この教会の方々は原発事故直後は各地の避難所に分散して生活していましたが、やがて連絡を取り合いながら集まってきて、現在は東京の奥多摩のキャンプ場に60名くらいの人々が生活しています。来月には福島県いわき市に共同住宅の建築に取りかかり、やがて教会堂が建てられることになるでしょう。
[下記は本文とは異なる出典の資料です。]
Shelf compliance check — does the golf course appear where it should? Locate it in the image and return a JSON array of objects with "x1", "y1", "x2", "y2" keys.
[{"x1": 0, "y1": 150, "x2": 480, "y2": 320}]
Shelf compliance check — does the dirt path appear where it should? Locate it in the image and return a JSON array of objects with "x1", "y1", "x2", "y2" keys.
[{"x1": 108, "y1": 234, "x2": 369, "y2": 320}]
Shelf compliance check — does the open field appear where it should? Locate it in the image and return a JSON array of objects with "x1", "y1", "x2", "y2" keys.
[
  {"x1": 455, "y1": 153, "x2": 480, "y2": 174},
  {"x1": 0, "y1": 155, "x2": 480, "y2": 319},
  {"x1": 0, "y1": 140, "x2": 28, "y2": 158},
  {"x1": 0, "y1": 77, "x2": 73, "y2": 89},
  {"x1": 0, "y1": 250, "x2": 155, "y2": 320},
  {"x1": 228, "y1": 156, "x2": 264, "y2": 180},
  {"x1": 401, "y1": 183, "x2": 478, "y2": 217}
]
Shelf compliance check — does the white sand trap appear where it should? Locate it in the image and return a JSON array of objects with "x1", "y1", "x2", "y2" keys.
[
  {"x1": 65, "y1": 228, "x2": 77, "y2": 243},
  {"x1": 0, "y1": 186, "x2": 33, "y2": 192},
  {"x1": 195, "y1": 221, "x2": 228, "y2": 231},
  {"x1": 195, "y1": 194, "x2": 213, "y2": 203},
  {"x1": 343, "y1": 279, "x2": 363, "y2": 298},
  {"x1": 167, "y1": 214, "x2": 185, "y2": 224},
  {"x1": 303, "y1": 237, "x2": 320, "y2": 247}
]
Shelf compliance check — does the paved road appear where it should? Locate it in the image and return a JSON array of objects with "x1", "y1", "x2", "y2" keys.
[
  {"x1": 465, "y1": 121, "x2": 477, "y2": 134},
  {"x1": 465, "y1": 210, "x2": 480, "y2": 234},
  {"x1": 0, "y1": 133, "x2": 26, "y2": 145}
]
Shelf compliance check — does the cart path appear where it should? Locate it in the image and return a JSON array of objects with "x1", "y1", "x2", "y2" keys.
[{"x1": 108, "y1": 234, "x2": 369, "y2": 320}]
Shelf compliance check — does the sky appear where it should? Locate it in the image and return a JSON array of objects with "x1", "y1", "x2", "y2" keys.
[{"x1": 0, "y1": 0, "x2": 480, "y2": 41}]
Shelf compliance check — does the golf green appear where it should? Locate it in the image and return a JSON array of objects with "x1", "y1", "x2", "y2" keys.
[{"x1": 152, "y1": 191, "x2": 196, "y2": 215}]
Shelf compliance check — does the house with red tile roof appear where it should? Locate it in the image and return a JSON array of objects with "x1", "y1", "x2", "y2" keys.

牧師の佐藤彰先生の著した「流浪の教会」にも記されていますが、その教会には、被災地を脱出して奥多摩に寄留している「エクソダス」つまり出エジプトの人々、それから東京や仙台に移住していった「ディアスポラ」散らされた人々、そして「レムナント」つまり被災地に残された(原発で働く教会員もふくめて)人々がいます。しかし、さまざまな状況にありながら、大震災以後のこの教会は共同体としての教会の本質を表したのです。あの大災害の中にあっても、教会の本質は破壊されるどころか、むしろ力強く働きました。実際、テレビなどで報道されているように多くの村落はバラバラになってしまいました。行政がいくら仮設住宅を造っても真の必要に応えられません。なぜなら人々に真に必要なのは共同体/コミュニティだからです。集落や村がそのまま移動した仮設村落でも、そこに共同体が残るならば人々は生きていくことができます。しかしあちらこちらに仮設住宅を造って、その空いているところに人々を入れていく状況では私たちは生きていけないのです。

危機の時こそ、教会の本質がそれぞれの状況で具体的なかたちで現れます。もし私たちの教会であったら、今教会はどのようになっているでしょうか。考えてみることもよいかもしれません。